The president shrugs, but Wesley keeps going.

“That’s not the question. Let’s imagine that, in spite of everything, one civilization in a thousand doesn’t destroy itself all on its own. It reaches a post-technological phase and becomes equipped with unimaginable computing powers. And then let’s imagine that, among all the civilizations that have survived, only one in a thousand feels an urge to simulate its ‘ancestors’ or ‘competitors’ of those ancestors. So, that one-in-a-thousand technical civilization could single-handedly simulate, say, a billion ‘virtual civilizations.’ And by ‘virtual civilizations,’ I mean in each instance hundreds of virtual millennia during which there would be a succession of millions of virtual generations giving birth to hundreds of billions of equally virtual thinking beings. So, for example, in fifty thousand years of existence, fewer than one hundred billion Homo sapiens have walked the earth. To simulate Homo sapiens, in other words us, it’s a simple question of computing power. Do you follow?”

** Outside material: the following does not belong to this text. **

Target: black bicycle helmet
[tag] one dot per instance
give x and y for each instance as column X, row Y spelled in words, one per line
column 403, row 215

Wesley doesn’t even look at the screen, on which the president is rolling his eyes.

“Here’s the important point,” he continues, “a hypertechnical civilization can simulate a thousand times more ‘false civilizations’ than there are real ones. Which means that if we take a ‘thinking brain’ at random, mine or yours, it has nine hundred ninety-nine chances in a thousand of being virtual and one chance in a thousand of being a real brain. In other words, the ‘I think therefore I am’ of Descartes’s Discourse on Method is obsolete. It’s more like: ‘I think therefore I’m almost certainly a program.’ Descartes 2.0, to use the formula of a certain topologist in the group. Are you following me, Mister President?”

The president doesn’t reply. Wesley studies his face, still wearing its furious, stubborn expression.

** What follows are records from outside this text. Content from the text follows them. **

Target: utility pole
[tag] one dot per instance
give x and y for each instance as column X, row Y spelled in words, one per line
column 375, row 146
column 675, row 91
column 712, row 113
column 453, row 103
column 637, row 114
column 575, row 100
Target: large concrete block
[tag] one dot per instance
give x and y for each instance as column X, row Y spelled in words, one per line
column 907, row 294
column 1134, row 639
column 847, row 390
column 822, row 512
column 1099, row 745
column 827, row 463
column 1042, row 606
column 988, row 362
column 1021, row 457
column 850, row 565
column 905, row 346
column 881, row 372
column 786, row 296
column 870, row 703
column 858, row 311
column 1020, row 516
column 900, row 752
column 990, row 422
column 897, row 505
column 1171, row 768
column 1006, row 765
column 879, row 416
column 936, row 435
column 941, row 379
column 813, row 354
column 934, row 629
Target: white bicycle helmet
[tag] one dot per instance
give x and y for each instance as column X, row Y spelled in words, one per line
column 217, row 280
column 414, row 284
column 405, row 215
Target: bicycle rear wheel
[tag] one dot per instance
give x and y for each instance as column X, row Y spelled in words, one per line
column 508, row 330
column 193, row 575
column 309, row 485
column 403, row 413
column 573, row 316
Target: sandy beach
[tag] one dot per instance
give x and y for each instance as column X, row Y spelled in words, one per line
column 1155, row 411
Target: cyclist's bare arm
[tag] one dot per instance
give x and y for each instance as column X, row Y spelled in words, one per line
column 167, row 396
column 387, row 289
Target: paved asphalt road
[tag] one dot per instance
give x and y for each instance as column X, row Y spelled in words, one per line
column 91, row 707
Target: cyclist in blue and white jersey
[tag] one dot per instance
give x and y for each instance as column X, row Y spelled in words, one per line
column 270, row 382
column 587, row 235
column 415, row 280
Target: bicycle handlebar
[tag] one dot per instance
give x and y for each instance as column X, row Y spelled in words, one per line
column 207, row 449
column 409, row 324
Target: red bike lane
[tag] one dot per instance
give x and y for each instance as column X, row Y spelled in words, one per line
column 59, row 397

“So you see, Mister President,” he concludes, “I was aware of this hypothesis, and until today, I estimated the probability that our existence was just a program on a hard drive as one in ten. With this ‘anomaly,’ I’m now as good as certain. Apart from anything else, it would explain the Fermi paradox: if we’ve never met any extraterrestrials, then it’s because they haven’t been programmed to exist in our simulation. I think we’re even dealing with some sort of test. To take the idea further, it may be precisely because we can now envision the idea of being programs that the simulation is offering us this test. And we’d better get it right, or at least make something interesting of it.”

“Why’s that?” Silveria asks.

“Because if we fail, the entities running this simulation could just shut it down.”